Gobert named NBA Defensive Player of the Year
NEW YORK: Minnesota Timberwolves center Rudy Gobert won the 2024 NBA Defensive Player of the Year award on Tuesday (Wednesday in Manila), matching a league record by taking the honor for the fourth time.
The 31-year-old Frenchman previously captured the award in 2018, 2019 and 2021 while with the Utah Jazz and this season was a key player on a T-Wolves squad that was the NBA’s top-ranked defensive club.
Gobert matched the all-time record for four Defensive Player of the Year awards won by Detroit’s Ben Wallace (2002, 2003, 2005 and 2006) and Dikembe Mutombo in 1995, 1997, 1998 and 2001 with Denver, Atlanta and Philadelphia.
The 7-foot-1 (2.16 m) star missed Minnesota’s playoff victory at Denver on Monday so he could be with girlfriend Julia Bonilla, who gave birth to their son earlier in the day.
“Romeo is the name, and he’s doing great,” Gobert told US NBA telecaster TNT. “A lot of blessings. Just really grateful.”
Gobert received 72 first-place votes from a media panel with fellow Frenchman Victor Wembanyama, the 20-year-old San Antonio Spurs prodigy named Monday as the NBA Rookie of the Year, second with 19 first-place votes and Miami’s Bam Adebayo third with three.

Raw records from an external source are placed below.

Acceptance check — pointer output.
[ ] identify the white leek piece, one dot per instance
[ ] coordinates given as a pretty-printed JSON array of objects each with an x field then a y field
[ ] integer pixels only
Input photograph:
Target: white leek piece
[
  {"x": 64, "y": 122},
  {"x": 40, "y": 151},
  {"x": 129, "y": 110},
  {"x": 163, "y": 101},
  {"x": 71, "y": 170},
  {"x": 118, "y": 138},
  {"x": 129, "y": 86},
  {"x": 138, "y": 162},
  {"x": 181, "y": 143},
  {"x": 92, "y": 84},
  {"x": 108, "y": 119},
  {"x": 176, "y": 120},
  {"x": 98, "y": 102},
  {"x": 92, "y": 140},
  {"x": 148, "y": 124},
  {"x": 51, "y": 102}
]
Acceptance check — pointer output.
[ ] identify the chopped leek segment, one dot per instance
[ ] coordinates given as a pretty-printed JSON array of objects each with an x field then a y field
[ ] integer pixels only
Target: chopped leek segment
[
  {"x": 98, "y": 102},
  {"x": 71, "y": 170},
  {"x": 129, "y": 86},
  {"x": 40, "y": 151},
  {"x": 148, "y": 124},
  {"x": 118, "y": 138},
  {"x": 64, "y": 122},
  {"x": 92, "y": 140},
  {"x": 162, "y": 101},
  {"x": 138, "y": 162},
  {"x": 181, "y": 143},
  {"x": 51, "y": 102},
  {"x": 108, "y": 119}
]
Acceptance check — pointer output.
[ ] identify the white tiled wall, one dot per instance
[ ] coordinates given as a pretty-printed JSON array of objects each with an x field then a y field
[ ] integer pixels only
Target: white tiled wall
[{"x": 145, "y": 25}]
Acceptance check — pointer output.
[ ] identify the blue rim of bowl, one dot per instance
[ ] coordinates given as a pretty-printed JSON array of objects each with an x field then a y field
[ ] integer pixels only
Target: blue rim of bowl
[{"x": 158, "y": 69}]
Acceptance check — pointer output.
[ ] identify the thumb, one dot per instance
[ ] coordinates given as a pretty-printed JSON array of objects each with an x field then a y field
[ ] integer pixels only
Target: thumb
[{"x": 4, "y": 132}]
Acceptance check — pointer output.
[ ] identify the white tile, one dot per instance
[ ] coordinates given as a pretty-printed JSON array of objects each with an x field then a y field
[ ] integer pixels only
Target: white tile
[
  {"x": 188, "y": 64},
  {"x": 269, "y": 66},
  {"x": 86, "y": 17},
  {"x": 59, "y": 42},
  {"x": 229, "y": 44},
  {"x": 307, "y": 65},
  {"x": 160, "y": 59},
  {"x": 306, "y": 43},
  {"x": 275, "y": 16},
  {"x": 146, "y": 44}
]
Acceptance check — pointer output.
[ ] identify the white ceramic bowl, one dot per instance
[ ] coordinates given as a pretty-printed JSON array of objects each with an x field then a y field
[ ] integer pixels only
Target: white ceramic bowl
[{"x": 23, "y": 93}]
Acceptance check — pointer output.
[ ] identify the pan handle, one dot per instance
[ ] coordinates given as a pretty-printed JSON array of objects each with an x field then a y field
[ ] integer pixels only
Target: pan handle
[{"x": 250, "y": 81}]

Gobert averaged 14.0 points, 12.9 rebounds, 2.1 blocked shots and 1.3 assists a game this season for the Timberwolves.
“Rudy has driven the defensive culture here,” Timberwolves coach Chris Finch said. “It’s a testament to his impact, his presence and what he has infused into the team of how important defense is and how great it can be when we play it.”
Gobert said the secret to that success was building a group of players determined to dominate defensively.